Individuals Should Prepare for a Significantly Different Tax Environment in 2011
MILWAUKEE, Feb. 3, 2010
The Obama Administration’s proposed budget plan for fiscal year 2011 creates a difficult, uncertain and sometimes contradictory tax planning situation for individual taxpayers, according to Tim Steffen, CPA, CFP®, Financial & Estate Planning Manager for Baird’s Private Wealth Management Group. While the President’s budget is not final and the process of completing the nation’s spending blueprint is likely to be long and arduous, Steffen encourages individual investors to understand the proposals and begin preparing for a major change in the U.S. tax environment.
The centerpiece of the Administration’s budget proposal is the elimination of tax cuts enacted under President Bush for couples earning more than $250,000. The budget plan also extends some of the tax credits that were enacted as part of the stimulus bill in early 2009.
While the President’s proposals will no doubt be modified during the legislative process, individuals can begin taking steps now to prepare for the final budget plan, which will likely include changes to the tax code. From a tax planning perspective, it is important to be aware of potential challenges including:
- Income and Deductions – One of the cornerstones of the Administration’s budget is a plan to increase the tax rate on individuals with more than $250,000 of income in 2011. Under those circumstances, the typical strategy would be to accelerate income into 2010 and defer deductions into 2011. However, the President’s budget also proposes to limit the benefit of those same deductions in 2011. Therefore, taxpayers will need to analyze under which set of tax laws – 2010 or 2011 – deductions will provide more value. The proposed return of the itemized deduction and personal exemption phase-outs further complicate the matter.
- Capital Gains – The budget includes a proposal to raise the top tax rate on long-term capital gains and qualified dividends to 20% from today’s 15%, but only for those with income over $250,000. In that case, affected individuals would want to realize gains this year instead of deferring them into 2011. Alternatively, if individuals choose to accelerate income into 2010, they may be able to keep themselves far enough below the $250,000 threshold to avoid the higher rates.
- Estate Taxes – The budget doesn’t make any mention of the expiration of the estate tax in January 2010. Separately, the budget adds restrictions on estate planning techniques such as Grantor Retained Annuity Trusts and valuation discounts.

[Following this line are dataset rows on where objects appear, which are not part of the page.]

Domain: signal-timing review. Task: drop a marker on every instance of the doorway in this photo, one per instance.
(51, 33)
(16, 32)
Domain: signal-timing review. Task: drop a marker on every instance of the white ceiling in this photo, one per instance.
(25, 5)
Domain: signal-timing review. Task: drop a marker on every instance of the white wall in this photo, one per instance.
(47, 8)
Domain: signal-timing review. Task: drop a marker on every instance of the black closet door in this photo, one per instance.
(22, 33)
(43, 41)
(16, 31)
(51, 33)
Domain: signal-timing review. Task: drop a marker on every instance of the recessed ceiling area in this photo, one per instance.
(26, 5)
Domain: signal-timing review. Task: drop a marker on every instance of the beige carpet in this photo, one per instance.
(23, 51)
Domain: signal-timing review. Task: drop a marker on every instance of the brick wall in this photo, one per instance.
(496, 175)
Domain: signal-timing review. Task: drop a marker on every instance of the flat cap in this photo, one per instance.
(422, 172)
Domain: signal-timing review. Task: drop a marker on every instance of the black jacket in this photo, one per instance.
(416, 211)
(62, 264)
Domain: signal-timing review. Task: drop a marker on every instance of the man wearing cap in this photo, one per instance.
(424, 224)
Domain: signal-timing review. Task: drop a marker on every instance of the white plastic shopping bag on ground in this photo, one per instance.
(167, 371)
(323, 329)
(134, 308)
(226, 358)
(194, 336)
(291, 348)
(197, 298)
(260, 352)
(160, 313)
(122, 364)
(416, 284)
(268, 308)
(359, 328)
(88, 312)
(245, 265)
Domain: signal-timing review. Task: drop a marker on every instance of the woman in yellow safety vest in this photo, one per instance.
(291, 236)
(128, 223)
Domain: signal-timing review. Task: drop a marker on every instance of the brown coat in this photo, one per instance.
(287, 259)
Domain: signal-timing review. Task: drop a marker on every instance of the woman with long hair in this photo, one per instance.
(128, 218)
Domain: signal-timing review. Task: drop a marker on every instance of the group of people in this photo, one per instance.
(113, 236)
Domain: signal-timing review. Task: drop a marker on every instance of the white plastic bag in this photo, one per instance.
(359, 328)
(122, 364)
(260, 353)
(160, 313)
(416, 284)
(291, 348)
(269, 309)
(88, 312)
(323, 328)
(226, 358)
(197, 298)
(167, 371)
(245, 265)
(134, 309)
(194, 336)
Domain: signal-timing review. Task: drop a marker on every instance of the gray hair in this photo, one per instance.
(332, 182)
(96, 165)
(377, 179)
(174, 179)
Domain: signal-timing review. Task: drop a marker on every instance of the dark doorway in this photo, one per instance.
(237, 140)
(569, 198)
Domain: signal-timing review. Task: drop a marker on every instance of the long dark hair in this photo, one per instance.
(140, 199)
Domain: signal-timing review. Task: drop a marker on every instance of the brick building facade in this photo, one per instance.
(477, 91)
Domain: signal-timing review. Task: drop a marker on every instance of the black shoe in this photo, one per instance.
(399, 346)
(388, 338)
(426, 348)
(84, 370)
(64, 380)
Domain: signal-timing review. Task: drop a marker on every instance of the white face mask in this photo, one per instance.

While it’s expected that some legislation on the estate tax will ultimately be introduced, short-term planning for the unknown will continue to be difficult.
A number of aspects of the Administration’s budget have other tax implications including:
- A proposal to change the way carried interest is taxed for investment managers.
- The extension and expansion of a variety of tax credits.
- Tax credits – and tax increases – aimed at businesses.